Link copied to clipboard

Nutritionist Jill Castle shows you how to make a delicious meal for busy school nights. Prep the steak in the morning and you have a healthy dinner in less than 10 minutes!

 

Servings: 4-6

What you need:

1-2 pounds flank steak

⅓ cup balsamic vinegar

⅓ cup olive oil

5 cloves garlic, minced

⅓ cup grainy mustard

salt and pepper

In a bowl, combine the minced garlic, vinegar, oil and mustard and whisk together. Score the flank steak. Place the steak in a large ziploc bag, and pour the marinade in. Zip it closed, eliminating the air. Let marinate for at least 4 hours.

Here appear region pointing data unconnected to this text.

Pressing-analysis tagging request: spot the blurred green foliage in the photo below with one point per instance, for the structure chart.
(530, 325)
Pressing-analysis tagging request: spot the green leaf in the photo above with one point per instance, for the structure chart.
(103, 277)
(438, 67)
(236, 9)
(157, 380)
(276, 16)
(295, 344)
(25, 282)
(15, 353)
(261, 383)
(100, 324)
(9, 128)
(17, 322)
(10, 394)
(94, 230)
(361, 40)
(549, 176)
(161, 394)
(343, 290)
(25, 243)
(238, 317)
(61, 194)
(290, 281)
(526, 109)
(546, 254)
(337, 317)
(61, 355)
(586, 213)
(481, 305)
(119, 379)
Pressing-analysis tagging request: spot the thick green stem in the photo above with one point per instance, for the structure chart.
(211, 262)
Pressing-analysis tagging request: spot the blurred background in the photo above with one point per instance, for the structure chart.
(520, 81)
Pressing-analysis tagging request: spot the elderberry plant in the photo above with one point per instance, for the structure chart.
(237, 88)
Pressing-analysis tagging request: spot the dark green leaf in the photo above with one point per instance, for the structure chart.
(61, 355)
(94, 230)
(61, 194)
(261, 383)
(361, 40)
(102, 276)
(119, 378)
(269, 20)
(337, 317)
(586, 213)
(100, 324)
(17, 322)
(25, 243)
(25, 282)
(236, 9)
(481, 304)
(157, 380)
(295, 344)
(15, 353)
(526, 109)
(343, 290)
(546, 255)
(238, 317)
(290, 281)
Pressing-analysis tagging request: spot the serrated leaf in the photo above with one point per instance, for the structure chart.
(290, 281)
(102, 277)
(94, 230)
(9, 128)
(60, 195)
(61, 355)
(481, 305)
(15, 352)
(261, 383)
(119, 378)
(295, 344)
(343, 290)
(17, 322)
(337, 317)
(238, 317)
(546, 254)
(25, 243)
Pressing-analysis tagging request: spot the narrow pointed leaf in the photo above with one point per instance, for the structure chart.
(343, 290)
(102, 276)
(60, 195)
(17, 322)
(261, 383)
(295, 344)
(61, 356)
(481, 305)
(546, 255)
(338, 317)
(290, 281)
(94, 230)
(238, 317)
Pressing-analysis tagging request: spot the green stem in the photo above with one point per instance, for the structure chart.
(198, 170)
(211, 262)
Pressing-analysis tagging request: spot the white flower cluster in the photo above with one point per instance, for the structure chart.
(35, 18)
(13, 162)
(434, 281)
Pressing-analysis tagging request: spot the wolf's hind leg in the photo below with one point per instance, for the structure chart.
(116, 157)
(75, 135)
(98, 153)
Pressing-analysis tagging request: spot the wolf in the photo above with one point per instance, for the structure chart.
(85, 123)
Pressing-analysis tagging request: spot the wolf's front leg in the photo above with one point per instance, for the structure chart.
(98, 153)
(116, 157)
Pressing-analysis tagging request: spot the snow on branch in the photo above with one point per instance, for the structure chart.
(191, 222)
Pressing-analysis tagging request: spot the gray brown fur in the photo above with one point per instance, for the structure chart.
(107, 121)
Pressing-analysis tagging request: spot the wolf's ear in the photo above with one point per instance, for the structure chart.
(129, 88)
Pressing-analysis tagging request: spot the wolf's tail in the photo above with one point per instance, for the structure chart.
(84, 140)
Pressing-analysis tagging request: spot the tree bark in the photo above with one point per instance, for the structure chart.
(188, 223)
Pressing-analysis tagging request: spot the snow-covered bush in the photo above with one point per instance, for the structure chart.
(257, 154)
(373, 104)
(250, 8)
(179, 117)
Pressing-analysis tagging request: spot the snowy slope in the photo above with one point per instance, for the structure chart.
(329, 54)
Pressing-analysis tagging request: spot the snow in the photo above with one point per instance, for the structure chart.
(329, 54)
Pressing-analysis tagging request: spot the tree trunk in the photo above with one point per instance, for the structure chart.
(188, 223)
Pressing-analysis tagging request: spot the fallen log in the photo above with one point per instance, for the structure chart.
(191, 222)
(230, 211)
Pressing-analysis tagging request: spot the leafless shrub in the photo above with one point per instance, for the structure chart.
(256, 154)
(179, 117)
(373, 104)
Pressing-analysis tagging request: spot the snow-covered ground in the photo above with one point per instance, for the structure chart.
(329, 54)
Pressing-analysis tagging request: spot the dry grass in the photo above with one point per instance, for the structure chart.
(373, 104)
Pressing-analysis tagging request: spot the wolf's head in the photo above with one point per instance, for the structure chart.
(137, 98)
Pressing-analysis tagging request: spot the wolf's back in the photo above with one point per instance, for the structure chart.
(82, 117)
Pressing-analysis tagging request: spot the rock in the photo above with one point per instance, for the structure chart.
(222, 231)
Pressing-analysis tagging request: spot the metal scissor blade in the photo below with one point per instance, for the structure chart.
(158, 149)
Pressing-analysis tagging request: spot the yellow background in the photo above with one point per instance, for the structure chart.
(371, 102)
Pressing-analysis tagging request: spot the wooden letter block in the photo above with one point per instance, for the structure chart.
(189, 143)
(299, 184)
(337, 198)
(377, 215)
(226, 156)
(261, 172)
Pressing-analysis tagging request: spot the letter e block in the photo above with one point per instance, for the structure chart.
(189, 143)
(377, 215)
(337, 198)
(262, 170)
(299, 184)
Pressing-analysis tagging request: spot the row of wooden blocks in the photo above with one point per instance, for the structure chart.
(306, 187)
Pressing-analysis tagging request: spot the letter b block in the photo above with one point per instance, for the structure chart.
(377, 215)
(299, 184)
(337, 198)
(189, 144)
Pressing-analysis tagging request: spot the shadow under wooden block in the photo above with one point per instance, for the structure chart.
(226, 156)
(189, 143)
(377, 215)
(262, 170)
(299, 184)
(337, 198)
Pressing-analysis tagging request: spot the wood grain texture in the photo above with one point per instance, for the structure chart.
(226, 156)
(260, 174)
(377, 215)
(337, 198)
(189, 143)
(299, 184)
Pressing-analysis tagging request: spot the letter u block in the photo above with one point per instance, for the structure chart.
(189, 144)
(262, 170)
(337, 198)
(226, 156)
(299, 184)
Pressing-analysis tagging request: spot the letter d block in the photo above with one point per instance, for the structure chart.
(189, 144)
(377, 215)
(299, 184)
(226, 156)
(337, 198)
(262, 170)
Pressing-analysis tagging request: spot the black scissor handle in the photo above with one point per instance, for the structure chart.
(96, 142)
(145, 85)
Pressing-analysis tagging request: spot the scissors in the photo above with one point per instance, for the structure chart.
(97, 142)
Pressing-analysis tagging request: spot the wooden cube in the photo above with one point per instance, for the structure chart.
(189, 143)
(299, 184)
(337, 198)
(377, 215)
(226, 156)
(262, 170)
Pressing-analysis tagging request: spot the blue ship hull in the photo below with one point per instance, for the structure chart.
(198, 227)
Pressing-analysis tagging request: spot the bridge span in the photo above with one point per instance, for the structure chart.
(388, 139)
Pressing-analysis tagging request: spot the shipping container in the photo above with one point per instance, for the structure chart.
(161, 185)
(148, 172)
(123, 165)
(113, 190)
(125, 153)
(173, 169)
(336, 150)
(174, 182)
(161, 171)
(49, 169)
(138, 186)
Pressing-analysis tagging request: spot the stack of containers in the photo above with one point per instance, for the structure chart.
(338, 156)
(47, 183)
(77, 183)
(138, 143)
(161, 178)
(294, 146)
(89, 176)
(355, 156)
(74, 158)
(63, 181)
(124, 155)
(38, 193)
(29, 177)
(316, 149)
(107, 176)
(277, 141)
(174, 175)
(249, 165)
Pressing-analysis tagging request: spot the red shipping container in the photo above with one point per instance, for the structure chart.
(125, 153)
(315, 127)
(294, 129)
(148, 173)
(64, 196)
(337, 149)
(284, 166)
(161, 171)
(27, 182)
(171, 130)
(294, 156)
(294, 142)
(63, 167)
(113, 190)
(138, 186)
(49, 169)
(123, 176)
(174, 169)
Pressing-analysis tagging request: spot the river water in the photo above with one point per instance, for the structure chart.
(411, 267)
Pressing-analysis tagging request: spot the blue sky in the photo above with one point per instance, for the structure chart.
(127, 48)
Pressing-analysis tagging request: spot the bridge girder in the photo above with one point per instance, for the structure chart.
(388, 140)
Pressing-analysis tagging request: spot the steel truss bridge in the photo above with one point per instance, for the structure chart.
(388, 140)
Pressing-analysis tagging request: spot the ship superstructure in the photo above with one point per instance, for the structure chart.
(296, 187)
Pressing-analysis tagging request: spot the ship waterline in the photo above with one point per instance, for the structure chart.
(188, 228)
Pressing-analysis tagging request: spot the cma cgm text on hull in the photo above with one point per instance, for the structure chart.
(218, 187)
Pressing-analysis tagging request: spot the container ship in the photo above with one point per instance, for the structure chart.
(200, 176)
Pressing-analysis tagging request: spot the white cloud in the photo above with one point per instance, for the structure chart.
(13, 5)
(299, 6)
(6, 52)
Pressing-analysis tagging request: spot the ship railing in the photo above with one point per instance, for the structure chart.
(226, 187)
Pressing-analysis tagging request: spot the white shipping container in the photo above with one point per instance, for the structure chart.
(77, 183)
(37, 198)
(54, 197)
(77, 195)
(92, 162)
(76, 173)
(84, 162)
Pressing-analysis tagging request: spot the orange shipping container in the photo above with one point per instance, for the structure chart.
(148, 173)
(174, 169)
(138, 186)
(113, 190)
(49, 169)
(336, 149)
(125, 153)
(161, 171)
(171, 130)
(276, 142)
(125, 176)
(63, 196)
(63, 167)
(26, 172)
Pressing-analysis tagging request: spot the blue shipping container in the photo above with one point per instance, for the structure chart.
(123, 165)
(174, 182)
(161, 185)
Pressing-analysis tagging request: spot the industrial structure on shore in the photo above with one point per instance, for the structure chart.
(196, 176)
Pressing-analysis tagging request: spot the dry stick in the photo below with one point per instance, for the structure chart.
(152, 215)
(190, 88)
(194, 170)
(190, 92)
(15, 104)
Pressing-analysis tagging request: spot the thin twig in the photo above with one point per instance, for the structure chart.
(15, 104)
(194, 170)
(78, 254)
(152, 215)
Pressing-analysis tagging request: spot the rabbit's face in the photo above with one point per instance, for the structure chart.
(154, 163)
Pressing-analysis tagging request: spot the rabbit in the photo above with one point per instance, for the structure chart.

Pull out of the refrigerator 30 minutes before grilling. Sprinkle with salt and pepper on both sides. Grill outside, or on top of the stove on a large grill pan; 5 minutes per side for medium-rare. Let rest for 5 minutes before carving (against the grain).

 

Roasted Vegetables – (makes 4 servings)

1 small eggplant, peeled and large dice

1 large onion, large dice

1 yellow squash, large dice

1 zucchini, large dice

2 tablespoons olive oil

Kosher salt and pepper

Pre-heat the oven to 400 F. Wash and prepare the vegetables. In a large bowl, toss the veggies in olive oil and sprinkle with salt. Spread on a large baking sheet. Roast for 10 minutes and turn them over/stir them. Roast for another 5-10 minutes until browned.